Скоро казаки уселись у больших котлов и принялись жадно хлебать стерляжью уху. Насыщались и хвалили Василису. А она краснела, замирала и подкладывала Ермаку лучшие куски.
Атаман был всем доволен, весело поглядывая на казаков и ладную хозяйку. Не скрывал он, что Василиса нравилась ему, — и лицом, и добрым нравом, и умением хозяйничать.
Яков взглянул на атамана и с хитрецой спросил:
— Для кого же ты выдуванил свой жар-цвет?
Атаман улыбнылся, встал и, развернув холст, вынул оттуда платок. Он распахнул его, и под солнцем вспыхнуло жар-пламя. Оно трепетало, переливалось яркими нежными цветами и тешило глаз.
— Василиса, поди сюда! — поманил повольницу Ермак, и когда она, замирая от сладкого предчувствия, робко подошла, накинул ей на плечи дивный платок:
— Носи на радость всем нам, краса-хозяюшка!
Баба обомлела, прижала к груди дарунок.
— Ахти, радость!
Глаза ее залучились, и в них светилось столько счастья и преданной любви, что брат с удивлением спросил:
— Ты что так, ровно красна девица?
Ермак ласково и чуть с усмешкой следил за Василисой.
Рдея от нахлынувших чувств, повольница все еще стояла
— Ну и станичники, от старой бабы разомлели!
Любовное пламя в глазах Василисы мгновенно сменились гневом.

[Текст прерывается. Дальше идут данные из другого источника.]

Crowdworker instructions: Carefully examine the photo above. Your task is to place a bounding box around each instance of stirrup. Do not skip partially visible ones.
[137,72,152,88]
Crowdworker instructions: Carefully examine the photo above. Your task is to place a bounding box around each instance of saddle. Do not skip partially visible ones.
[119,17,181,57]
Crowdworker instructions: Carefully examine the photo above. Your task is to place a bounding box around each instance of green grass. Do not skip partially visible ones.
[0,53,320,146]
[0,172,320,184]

Она готова была вцепится в косы соперницы, но, встретив предупреждающий взгляд Якова, круто повернулась и ушла…
Весь день гуляли-бражничали казаки, распевали раздольные песни, плясали. Богдашка Брязга, выстукивая частую дробь каблуками, ухарски приговаривал:
Никому так не досталось,
Как мне, грешной сироте:
Съела рыбушку сухую —
Защемило в животе…
Выхаживая по кругу, он подмигивал Клаве, а та, словно ей было очень весело, смеялась и дразнила казака, то принимая вызвывающие позы, то призывно щуря глаза. Потом она, гневно взглянув на Ермака, повела Богдашку к обрыву и здесь, хотя сердце ее щемила тоска, шепнула ему:
— Терпи, казак, атаманом будешь…
В полночь все небо над Волгой застлало тучами, начал накрапывать дождик и погромыхивать гром. От особенно сильного удара Ермак проснулся и сейчас же услышал два спорящих голоса за пологом шатра. Атаман прислушался: узнав голос казака Дударька и Василисы.
— Пусти! — настойчиво просила Василиса. — Мне только слово сказать…

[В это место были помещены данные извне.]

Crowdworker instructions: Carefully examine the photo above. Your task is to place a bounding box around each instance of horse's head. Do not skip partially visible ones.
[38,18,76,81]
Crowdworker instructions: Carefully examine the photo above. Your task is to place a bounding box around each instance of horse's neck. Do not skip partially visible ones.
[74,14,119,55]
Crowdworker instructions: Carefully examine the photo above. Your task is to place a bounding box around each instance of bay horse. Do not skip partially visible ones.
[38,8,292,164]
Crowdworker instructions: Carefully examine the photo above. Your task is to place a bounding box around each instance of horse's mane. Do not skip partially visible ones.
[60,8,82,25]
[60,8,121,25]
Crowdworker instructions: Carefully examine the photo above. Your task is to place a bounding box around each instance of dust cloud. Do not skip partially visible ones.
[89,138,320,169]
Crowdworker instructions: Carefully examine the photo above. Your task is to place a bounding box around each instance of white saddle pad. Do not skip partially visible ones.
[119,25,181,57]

— Убьет и меня, и тебя. Уходи, пока не бита! — пригрозил казак.
— Уймись, шалый. Непременно наградит, — уговаривала баба.
— Будет ливень, торопись, чернявая, — не сдавался Дударек.

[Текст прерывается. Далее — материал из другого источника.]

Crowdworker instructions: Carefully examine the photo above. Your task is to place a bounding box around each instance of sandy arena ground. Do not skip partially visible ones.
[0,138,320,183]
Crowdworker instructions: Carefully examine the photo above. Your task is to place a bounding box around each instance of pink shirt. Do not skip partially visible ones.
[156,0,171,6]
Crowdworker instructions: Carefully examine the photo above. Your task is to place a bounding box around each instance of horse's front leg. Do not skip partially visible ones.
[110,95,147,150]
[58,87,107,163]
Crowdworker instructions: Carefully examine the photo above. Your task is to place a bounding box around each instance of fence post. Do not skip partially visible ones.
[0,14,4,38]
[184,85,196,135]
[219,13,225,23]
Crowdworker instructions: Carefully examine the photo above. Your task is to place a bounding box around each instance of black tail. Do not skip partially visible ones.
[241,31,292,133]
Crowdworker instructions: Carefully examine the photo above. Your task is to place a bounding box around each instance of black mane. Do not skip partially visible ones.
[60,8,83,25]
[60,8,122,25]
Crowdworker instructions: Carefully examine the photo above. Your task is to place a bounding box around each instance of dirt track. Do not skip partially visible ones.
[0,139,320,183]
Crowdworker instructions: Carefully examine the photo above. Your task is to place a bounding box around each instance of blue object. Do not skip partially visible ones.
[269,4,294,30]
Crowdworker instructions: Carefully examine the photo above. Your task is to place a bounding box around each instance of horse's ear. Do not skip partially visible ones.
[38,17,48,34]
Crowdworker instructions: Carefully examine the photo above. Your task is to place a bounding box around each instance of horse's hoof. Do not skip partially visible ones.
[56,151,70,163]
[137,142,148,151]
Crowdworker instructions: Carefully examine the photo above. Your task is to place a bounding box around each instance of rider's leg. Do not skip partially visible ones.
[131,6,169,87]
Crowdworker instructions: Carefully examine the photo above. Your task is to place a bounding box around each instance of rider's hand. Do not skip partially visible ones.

— Милый мой, да куда ж я укроюсь в такую пору? — жалобно простонала женщина, и не успел казак ухватить ее за руку, как она скользнула в шатер.
— Ну и бес-баба, свяжись только с такой! — с досадой проговорил Дударек. — Ну, да ладно, пусть сами теперь во всем разбираются…
Всю ночь над Волгой и крутыми ярами бушевала гроза; только к утру утих ливень и, как ни в чем не бывало, взошло ликующее солнце. Под его лучами задымилась мокрая земля и засверкали дождевые капли на деревьях, кустах и травах. Проснулись птицы, и чистый свежий воздух огласился пением и свистом. В эту пору Иванко Кольцо отправился к кринице умываться и вдруг услышал негромкий женский плач. Иванко прислушался. Всхлипывала баба, горько-страстно жалуясь на свою судьбу. Кольцо осторожно пошел вперед. Под развесистой березой, на влажном мшистом пне сидела Василиса. По тугим смуглым щекам ее катились слезы.
— Ты что? — спросил Иванко. — Кто обидел?
Повольница сквозь слезы пожаловалась:
— Бат-ть-ко…
— Ишь, ты! — усмехнулся казак. — По виду строг и будто посхимился, а сам в темную ночь добрался-таки до медовой колоды…
Василиса вспыхнула:
— Не мели, Емеля! Постыдись…
— Да я же правду?
— Все вы так, словно борзые кобели, а батько иной… Ох, горько! Оттого и плачу, что прогнал… И не дотронулся…
Иванко смахнул шапку и захохотал:
— Воды-то, воды сколько ноне! Потопнешь… Ух, и нашла о чем плакать! Свято место впусте не бывает. Милая, — прошептал он. — Затосковалась, а? — Он протянул к женщине руки.